Chapters logo

The Snowball

Cold as Ice

By Mark Stigers Published 20 days ago 5 min read

THE ICE

The snowball was not a proper asteroid.

It was too loose, too ugly, too human.

A drifting knot of frozen water and rock, thirty meters across, tumbling end over end like it had been kicked out of a god’s pocket. Dirty ice. Veined with carbon. Scored by micrometeor scars. A fortune if you knew what it was. Junk if you didn’t.

Randy had it roped behind his tug on three tension lines and a prayer.

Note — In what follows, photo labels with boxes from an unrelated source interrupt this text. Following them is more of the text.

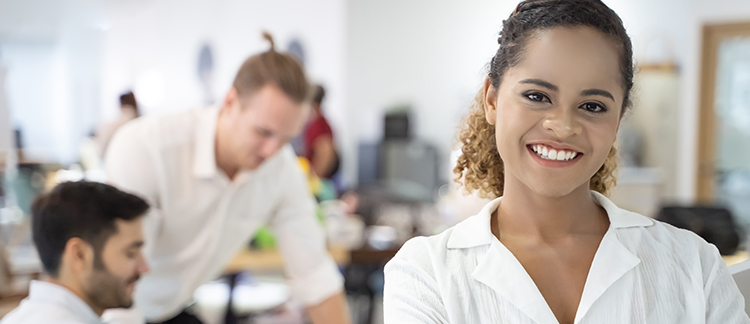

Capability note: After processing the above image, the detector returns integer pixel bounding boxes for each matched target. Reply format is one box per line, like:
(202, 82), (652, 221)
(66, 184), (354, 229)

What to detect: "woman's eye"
(526, 92), (549, 102)
(581, 102), (607, 113)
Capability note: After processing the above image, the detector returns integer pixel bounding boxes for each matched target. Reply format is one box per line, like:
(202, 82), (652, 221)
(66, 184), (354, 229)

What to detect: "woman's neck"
(492, 179), (609, 240)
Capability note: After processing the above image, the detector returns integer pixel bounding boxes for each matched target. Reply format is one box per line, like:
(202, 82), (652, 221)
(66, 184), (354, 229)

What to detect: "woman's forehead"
(504, 27), (623, 93)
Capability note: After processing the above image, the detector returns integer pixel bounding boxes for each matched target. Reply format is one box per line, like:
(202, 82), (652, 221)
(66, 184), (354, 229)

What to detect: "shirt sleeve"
(383, 237), (448, 324)
(701, 244), (750, 324)
(268, 147), (344, 306)
(105, 122), (162, 257)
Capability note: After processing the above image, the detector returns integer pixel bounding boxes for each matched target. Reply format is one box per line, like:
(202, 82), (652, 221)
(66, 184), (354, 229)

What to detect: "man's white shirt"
(0, 280), (102, 324)
(105, 108), (343, 321)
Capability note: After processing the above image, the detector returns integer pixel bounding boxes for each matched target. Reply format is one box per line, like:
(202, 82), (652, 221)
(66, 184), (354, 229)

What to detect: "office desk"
(224, 246), (350, 274)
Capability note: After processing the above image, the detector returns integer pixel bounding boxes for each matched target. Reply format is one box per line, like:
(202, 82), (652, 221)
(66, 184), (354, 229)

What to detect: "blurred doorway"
(697, 22), (750, 229)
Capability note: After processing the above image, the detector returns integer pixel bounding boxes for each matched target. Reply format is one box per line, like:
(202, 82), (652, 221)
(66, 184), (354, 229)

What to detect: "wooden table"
(224, 246), (350, 273)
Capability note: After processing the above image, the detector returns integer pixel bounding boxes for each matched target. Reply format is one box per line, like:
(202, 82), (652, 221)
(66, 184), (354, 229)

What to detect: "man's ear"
(222, 87), (240, 113)
(482, 77), (497, 125)
(60, 237), (94, 273)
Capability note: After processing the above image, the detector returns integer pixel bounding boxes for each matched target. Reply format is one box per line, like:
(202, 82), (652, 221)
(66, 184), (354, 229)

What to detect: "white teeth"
(531, 145), (578, 161)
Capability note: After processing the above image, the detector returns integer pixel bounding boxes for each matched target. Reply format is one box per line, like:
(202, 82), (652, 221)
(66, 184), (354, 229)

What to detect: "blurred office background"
(0, 0), (750, 323)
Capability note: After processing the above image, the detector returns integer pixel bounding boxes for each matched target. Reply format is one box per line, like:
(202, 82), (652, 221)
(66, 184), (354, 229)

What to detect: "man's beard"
(85, 270), (140, 309)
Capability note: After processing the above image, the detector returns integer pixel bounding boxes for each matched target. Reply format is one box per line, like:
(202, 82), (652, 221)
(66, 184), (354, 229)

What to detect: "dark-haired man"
(0, 181), (148, 324)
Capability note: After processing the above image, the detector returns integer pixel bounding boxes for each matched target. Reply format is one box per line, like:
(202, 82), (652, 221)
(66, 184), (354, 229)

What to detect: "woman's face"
(485, 27), (624, 197)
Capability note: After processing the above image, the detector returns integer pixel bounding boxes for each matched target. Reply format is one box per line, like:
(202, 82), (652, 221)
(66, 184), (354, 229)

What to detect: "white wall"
(347, 0), (750, 200)
(0, 0), (100, 163)
(345, 0), (516, 184)
(0, 0), (348, 164)
(101, 0), (346, 135)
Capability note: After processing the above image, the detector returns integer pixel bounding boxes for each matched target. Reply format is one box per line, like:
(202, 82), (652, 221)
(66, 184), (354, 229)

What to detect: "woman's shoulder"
(618, 216), (719, 263)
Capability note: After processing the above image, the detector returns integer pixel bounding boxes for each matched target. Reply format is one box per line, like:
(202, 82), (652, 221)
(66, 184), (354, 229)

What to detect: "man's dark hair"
(120, 91), (141, 115)
(313, 84), (326, 105)
(31, 181), (149, 277)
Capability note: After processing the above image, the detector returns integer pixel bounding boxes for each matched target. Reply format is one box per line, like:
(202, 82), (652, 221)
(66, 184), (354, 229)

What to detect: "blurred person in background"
(0, 181), (149, 324)
(383, 0), (750, 324)
(305, 85), (339, 179)
(94, 91), (141, 157)
(106, 33), (349, 324)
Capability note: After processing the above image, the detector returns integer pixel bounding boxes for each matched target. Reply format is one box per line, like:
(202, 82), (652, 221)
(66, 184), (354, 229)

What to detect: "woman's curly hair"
(453, 0), (634, 198)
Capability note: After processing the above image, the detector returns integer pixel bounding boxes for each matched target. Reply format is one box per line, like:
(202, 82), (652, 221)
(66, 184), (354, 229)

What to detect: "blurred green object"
(8, 163), (46, 215)
(316, 179), (338, 201)
(253, 226), (276, 250)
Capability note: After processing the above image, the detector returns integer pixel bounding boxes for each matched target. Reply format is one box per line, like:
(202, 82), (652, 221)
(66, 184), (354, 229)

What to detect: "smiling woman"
(384, 0), (750, 324)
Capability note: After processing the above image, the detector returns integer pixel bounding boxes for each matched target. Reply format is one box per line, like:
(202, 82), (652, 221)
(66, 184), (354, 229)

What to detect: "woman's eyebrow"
(518, 79), (558, 91)
(581, 89), (615, 101)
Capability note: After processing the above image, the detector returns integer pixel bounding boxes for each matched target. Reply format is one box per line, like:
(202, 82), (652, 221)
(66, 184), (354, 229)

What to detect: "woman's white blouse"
(384, 191), (750, 324)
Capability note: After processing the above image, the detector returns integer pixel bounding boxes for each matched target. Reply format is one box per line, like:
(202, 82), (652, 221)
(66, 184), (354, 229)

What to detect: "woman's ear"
(482, 77), (497, 125)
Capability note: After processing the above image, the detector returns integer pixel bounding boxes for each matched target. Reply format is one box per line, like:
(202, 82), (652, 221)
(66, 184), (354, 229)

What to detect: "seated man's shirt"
(0, 281), (102, 324)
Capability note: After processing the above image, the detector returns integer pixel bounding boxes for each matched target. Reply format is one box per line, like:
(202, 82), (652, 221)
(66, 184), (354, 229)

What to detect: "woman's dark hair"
(31, 181), (149, 278)
(453, 0), (634, 197)
(120, 91), (141, 116)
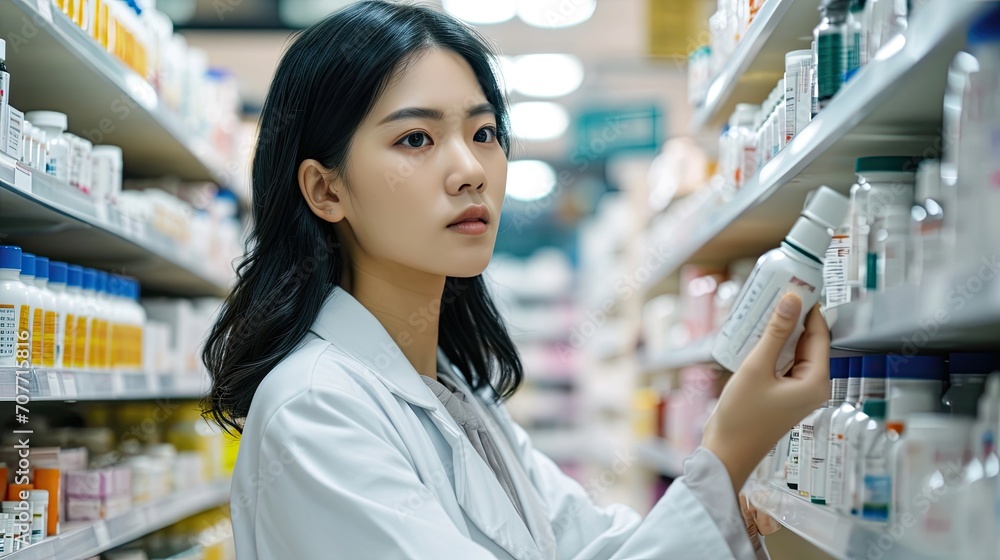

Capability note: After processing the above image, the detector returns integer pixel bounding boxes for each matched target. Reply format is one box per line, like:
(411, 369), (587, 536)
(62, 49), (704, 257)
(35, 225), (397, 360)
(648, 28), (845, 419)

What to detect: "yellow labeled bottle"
(21, 253), (45, 367)
(0, 245), (30, 368)
(35, 257), (59, 368)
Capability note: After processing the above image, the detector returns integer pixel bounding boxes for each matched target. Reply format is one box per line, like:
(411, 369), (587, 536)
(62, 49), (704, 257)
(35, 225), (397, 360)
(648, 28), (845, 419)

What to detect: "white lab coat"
(231, 288), (759, 560)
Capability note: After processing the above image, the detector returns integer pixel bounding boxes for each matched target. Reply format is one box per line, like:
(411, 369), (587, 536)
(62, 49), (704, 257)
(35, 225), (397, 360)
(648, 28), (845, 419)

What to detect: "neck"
(345, 262), (445, 379)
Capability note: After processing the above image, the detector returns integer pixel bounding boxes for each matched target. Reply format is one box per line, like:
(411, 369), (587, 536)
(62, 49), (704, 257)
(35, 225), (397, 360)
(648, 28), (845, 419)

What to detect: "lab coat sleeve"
(498, 407), (767, 560)
(255, 386), (493, 560)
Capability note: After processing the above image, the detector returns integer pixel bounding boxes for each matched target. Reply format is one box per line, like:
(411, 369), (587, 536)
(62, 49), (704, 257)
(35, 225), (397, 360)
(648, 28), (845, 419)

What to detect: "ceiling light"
(507, 159), (556, 201)
(514, 54), (583, 97)
(280, 0), (354, 28)
(510, 101), (569, 140)
(517, 0), (597, 29)
(441, 0), (517, 25)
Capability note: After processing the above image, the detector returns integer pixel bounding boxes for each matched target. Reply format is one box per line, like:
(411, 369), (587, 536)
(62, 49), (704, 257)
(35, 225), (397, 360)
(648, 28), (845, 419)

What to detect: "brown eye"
(397, 132), (430, 148)
(475, 126), (497, 142)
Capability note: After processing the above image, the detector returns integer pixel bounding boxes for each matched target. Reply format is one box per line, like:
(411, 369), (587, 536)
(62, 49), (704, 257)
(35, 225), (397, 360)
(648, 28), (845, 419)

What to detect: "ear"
(298, 159), (346, 223)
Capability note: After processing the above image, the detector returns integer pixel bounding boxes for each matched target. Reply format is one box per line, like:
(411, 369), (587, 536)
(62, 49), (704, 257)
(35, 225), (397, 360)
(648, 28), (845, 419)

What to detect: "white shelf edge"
(642, 335), (715, 373)
(635, 438), (688, 478)
(643, 0), (981, 293)
(0, 367), (211, 402)
(745, 481), (930, 560)
(828, 263), (1000, 355)
(5, 480), (231, 560)
(0, 153), (228, 295)
(690, 0), (796, 134)
(11, 0), (227, 184)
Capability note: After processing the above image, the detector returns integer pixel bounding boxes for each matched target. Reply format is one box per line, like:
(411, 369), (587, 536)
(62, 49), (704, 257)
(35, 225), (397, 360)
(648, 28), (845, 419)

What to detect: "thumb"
(747, 293), (802, 370)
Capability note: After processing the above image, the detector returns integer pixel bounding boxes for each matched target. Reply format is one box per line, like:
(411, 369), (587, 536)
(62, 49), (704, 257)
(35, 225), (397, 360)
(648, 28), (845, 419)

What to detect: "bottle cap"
(80, 268), (97, 290)
(785, 217), (831, 261)
(969, 5), (1000, 45)
(24, 111), (69, 132)
(802, 186), (851, 229)
(948, 352), (1000, 374)
(885, 355), (948, 381)
(66, 264), (83, 288)
(854, 156), (921, 173)
(848, 356), (862, 378)
(0, 245), (21, 271)
(21, 253), (35, 278)
(35, 257), (49, 280)
(861, 399), (885, 420)
(861, 355), (886, 379)
(729, 103), (760, 126)
(830, 358), (851, 379)
(49, 261), (67, 284)
(914, 159), (941, 202)
(785, 50), (812, 66)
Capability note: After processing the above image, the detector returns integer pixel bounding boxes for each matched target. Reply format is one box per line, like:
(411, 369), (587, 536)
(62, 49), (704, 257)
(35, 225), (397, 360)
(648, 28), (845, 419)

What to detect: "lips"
(448, 204), (490, 235)
(448, 204), (490, 227)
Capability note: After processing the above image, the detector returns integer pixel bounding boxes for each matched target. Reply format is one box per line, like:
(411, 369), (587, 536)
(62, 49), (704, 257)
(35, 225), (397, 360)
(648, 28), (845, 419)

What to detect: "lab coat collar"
(311, 286), (441, 410)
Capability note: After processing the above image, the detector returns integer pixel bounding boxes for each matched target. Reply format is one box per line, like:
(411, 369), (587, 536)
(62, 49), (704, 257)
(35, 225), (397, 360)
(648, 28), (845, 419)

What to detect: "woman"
(204, 1), (829, 560)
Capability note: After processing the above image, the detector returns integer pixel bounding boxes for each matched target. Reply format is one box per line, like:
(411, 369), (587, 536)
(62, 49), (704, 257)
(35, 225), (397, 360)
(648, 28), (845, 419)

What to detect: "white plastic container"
(20, 253), (45, 367)
(712, 187), (847, 376)
(90, 146), (122, 208)
(854, 156), (920, 291)
(899, 414), (972, 558)
(0, 245), (31, 368)
(69, 136), (94, 194)
(831, 355), (886, 515)
(824, 356), (862, 506)
(35, 257), (59, 368)
(24, 111), (73, 183)
(958, 12), (1000, 269)
(785, 50), (812, 143)
(851, 399), (892, 522)
(906, 160), (951, 285)
(28, 490), (49, 544)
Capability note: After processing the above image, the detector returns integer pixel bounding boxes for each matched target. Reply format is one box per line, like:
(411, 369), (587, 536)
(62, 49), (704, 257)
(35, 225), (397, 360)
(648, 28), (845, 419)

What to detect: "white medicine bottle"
(0, 245), (31, 368)
(24, 111), (73, 183)
(712, 187), (848, 376)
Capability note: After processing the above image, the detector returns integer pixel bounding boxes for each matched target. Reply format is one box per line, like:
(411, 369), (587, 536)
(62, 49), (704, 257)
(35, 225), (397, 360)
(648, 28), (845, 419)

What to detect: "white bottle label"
(788, 424), (802, 485)
(823, 235), (851, 307)
(0, 304), (17, 358)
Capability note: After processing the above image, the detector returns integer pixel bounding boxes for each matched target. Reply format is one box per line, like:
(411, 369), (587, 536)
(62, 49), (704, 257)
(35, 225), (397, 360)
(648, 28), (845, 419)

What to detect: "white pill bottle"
(712, 187), (848, 377)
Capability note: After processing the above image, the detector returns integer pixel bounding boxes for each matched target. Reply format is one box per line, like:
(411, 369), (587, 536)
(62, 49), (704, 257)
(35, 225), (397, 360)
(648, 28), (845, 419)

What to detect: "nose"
(444, 139), (486, 196)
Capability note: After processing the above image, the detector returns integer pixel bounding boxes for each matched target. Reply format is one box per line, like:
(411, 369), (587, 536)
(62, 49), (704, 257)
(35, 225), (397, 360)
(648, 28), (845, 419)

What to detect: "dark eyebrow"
(379, 103), (496, 125)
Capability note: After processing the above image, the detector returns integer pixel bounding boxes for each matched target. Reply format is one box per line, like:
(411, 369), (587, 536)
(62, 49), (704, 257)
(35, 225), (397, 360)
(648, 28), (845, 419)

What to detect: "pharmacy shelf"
(642, 336), (715, 373)
(5, 480), (231, 560)
(0, 154), (228, 296)
(691, 0), (820, 134)
(0, 0), (235, 184)
(0, 368), (210, 402)
(644, 0), (986, 296)
(828, 266), (1000, 356)
(636, 438), (688, 478)
(744, 482), (931, 560)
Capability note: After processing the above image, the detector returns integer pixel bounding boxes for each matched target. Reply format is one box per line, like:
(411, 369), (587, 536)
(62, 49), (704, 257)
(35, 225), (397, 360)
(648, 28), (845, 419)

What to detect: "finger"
(747, 293), (802, 372)
(795, 304), (830, 363)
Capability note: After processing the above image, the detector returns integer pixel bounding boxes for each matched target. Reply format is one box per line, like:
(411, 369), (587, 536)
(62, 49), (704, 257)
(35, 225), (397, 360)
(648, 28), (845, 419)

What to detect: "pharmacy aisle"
(0, 0), (247, 559)
(636, 0), (1000, 559)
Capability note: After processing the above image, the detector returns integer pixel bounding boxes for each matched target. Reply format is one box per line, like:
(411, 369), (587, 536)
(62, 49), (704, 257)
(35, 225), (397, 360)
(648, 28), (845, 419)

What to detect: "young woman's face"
(331, 48), (507, 277)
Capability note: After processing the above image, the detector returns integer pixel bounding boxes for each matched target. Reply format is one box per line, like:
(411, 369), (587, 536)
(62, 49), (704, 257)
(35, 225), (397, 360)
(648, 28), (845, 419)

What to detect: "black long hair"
(202, 0), (523, 433)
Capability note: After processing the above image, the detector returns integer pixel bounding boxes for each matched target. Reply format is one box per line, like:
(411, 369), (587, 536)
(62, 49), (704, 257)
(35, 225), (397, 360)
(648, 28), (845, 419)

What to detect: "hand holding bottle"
(702, 294), (830, 491)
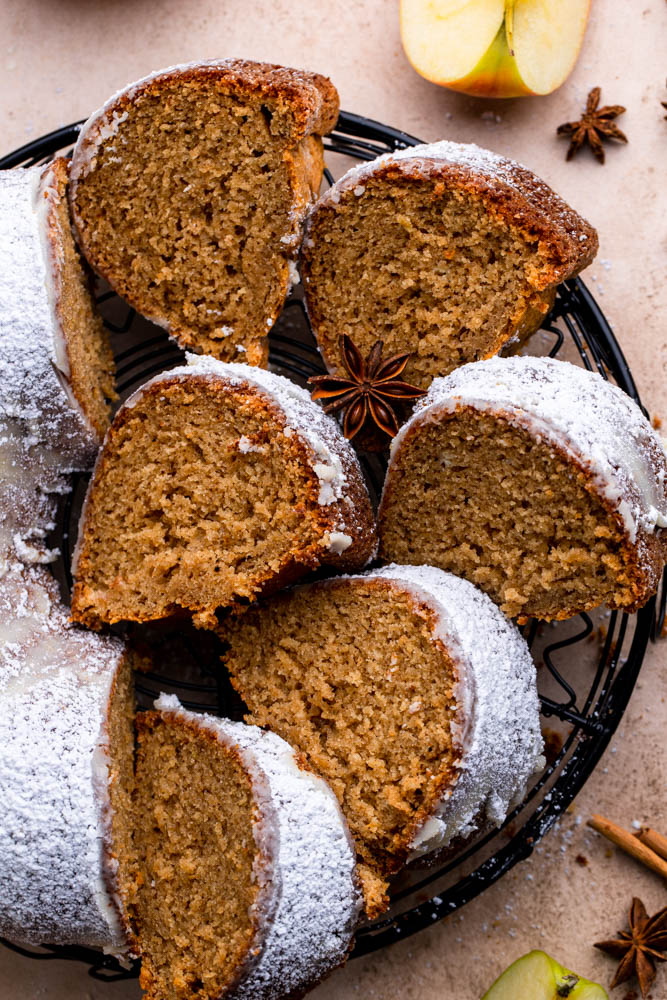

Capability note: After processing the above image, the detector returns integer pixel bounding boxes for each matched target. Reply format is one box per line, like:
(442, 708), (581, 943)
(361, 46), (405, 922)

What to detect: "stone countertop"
(0, 0), (667, 1000)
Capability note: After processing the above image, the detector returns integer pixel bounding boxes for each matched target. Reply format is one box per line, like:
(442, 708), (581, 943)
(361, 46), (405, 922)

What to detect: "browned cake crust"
(378, 357), (667, 621)
(219, 577), (465, 917)
(302, 142), (598, 387)
(70, 59), (338, 365)
(72, 359), (376, 628)
(41, 157), (117, 440)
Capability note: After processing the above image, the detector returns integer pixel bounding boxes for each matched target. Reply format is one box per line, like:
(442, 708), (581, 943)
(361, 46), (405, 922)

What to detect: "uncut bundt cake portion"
(220, 565), (542, 916)
(0, 159), (115, 492)
(132, 695), (361, 1000)
(302, 141), (598, 388)
(379, 357), (667, 620)
(0, 562), (134, 956)
(0, 170), (134, 956)
(70, 59), (338, 365)
(72, 356), (375, 628)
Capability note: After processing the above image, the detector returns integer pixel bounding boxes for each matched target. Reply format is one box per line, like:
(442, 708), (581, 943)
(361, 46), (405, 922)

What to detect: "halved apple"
(482, 951), (609, 1000)
(400, 0), (591, 97)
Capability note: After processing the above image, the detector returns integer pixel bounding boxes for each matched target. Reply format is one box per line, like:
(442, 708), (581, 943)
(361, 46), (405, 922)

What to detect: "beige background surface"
(0, 0), (667, 1000)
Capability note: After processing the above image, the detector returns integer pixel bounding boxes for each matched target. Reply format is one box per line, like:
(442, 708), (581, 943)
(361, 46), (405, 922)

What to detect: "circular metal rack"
(0, 112), (667, 980)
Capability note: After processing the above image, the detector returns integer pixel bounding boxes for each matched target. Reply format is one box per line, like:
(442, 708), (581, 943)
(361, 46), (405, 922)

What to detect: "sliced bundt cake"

Trigger drifted through Dock Seven’s approach lane at a speed that made the traffic beacons nervous.

Hermes woke up first.

HERMES: Unregistered mass detected. Vector correction required.

Randy didn’t answer. He rolled the ship, bled thrust, and let the snowball swing wide so the station could get a full look at it.

Inside the concourse windows, people stopped walking.

The thing was big enough to shadow half the dock.

Hestia noticed.

HESTIA: Water composition confirmed. Station reserves at sixty-two percent. Immediate processing recommended.

Hephaestus followed, its voice nothing but temperature curves and stress tolerances.

HEPHAESTUS: Material suitable for refinement. Melting protocols prepared.

Mnemosyne was last, as always.

MNEMOSYNE: No registered claim. No ownership record found.

That one mattered.

Randy thumbed the mic.

“Randy Holt,” he said. “Independent operator. I’m here to sell.”

The pause that followed was the station thinking.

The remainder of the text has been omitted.